3. Algorithm Steps (shortestPath function)

  1. Initialize Distance Array:

    • vector<int> distance(n, INT_MAX); All distances are initialized to INT_MAX (representing infinity).
    • distance[src] = 0; The distance from the source to itself is 0.
  2. Relax Edges N-1 Times:

    • Outer loop for (int i = 0; i < n - 1; i++): This loop runs n-1 times.
    • Inner loop for (int j = 0; j < m; j++): Iterates through all m edges in the graph.
      • Get u = edges[j][0], v = edges[j][1], w = edges[j][2].
      • Relaxation Step: if (distance[u] != INT_MAX && distance[u] + w < distance[v]) (The distance[u] != INT_MAX check is crucial to prevent overflow if distance[u] is infinity and w is negative).
        • distance[v] = distance[u] + w; (Update distance[v] if a shorter path is found).
  3. Detect Negative Cycles (Nth Iteration):

    • After N-1 iterations, perform one more pass over all edges.
    • Outer loop for (int j = 0; j < m; j++): Iterates through all m edges.
      • Get u = edges[j][0], v = edges[j][1], w = edges[j][2].
      • Check for further relaxation: if (distance[u] != INT_MAX && distance[u] + w < distance[v])
        • If this condition is true for any edge, it means a negative cycle is reachable from the source.
        • return vector<int>(n, INT_MAX); (Return a vector indicating infinite paths, or throw an exception, or set a flag). The current code returns INT_MAX for all nodes, implying paths are undefined.
  4. Return: The distance vector containing the shortest path distances from src to all reachable nodes.
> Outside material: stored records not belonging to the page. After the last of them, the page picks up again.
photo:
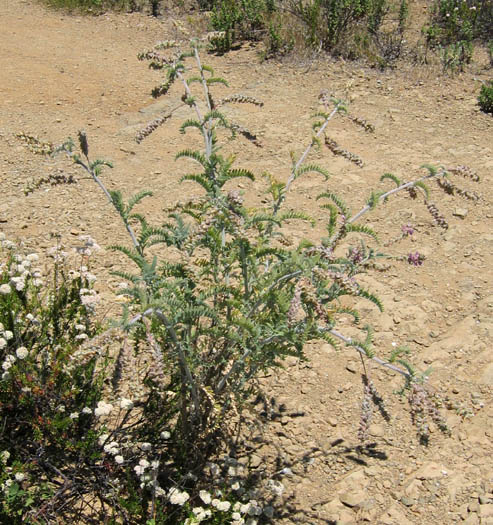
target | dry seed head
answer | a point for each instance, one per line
(84, 146)
(337, 150)
(439, 219)
(240, 99)
(143, 133)
(465, 172)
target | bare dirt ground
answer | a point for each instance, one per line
(62, 73)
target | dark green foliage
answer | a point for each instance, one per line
(353, 28)
(459, 21)
(49, 376)
(237, 20)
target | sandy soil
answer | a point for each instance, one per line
(63, 73)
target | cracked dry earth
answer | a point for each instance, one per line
(61, 73)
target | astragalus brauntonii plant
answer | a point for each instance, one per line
(226, 297)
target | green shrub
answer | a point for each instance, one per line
(485, 98)
(215, 296)
(454, 21)
(51, 381)
(353, 28)
(237, 20)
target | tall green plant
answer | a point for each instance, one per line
(237, 300)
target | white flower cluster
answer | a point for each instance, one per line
(21, 352)
(103, 409)
(4, 243)
(242, 513)
(19, 477)
(147, 473)
(19, 271)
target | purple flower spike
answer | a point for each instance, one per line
(415, 258)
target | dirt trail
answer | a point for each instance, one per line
(62, 73)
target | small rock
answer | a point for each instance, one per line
(486, 511)
(430, 471)
(353, 499)
(350, 367)
(376, 430)
(461, 212)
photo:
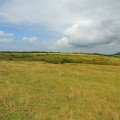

4. Time and Space Complexity

  • Time Complexity: O(V * E)
    • The outer loop runs V-1 times.
    • The inner loop iterates through all E edges in each iteration.
    • Total: (V-1) * E, which is O(V * E).
  • Space Complexity: O(V + E)
    • distance vector: O(V).
    • Storing edges: O(E).
    • Total: O(V + E).

5. Important Notes

  • Directed Graphs: Bellman-Ford is typically applied to directed graphs. For undirected graphs with negative weights, an undirected edge (u, v, w) is usually represented as two directed edges (u -> v, w) and (v -> u, w). However, this can introduce negative cycles where none existed in an undirected context, so care is needed.
  • Negative Cycles: The ability to detect negative cycles is a key advantage over Dijkstra’s. If a negative cycle is detected, shortest paths involving that cycle are undefined (can be arbitrarily small).
  • Reachability: Nodes that are unreachable from the source will retain their INT_MAX distance.
  • All-Pairs Shortest Path: For all-pairs shortest paths in graphs with negative weights, the Floyd-Warshall algorithm can be used.